Thank you. I keep trying. Took her out today again in small cage and that was succesful, but as soon as I put her back she started biting harder then when I took her out. Very resentful bird. It is like she gets mader everytime I take her out. Getting out of the cage is still a battle. Thanks for your input.

 

 

It seems to me, your baby has become territorial about his/her cage. What is happening is that you are making progress away from the cage, in a separate cage or room, then when he/she goes back to "home" it becomes territorial, which is natural and not a bad thing. I have a parrot that cuddles right up to me and will let me do anything with her, as long as she is out of her cage.
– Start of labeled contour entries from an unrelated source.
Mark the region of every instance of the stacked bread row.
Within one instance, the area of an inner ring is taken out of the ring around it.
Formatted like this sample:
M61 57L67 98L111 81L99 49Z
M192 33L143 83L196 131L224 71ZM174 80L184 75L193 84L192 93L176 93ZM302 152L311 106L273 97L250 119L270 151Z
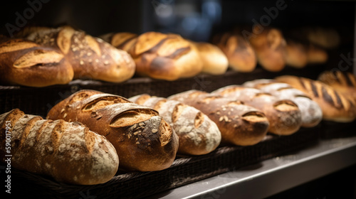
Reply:
M31 87L73 79L122 82L135 74L175 80L201 72L221 75L229 67L251 72L257 63L280 71L328 58L320 46L286 40L276 28L254 28L251 35L244 31L218 34L210 43L158 32L112 33L100 38L68 26L29 27L12 38L0 36L0 82Z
Inside her cage changing food and water is a battle, so I let her out to do these things. Let your budgie have his territory and remove him completely away from his cage for training. As Finnie said, it sounds like you are making progress, in that the bird is affectionate and attentive when not in its cage.

I would take her away from her "home cage" for training. Spend some quality, happy time with her, then take her back and put her in her cage again where she is happy and leave her alone, dont continue trying to socialise with her when she is in her own space. As I said, my parrot, out of her cage is wonderful and snuggly and we are very bonded, but I brace myself to be bitten if I have to put my hand in her cage to do anything while she is in there. Her cage is hers, outside the cage is neutral play space :)

  • Author

The more I take her out and the more I try touching her the meaner she gets. I am obviously doing something very wrong.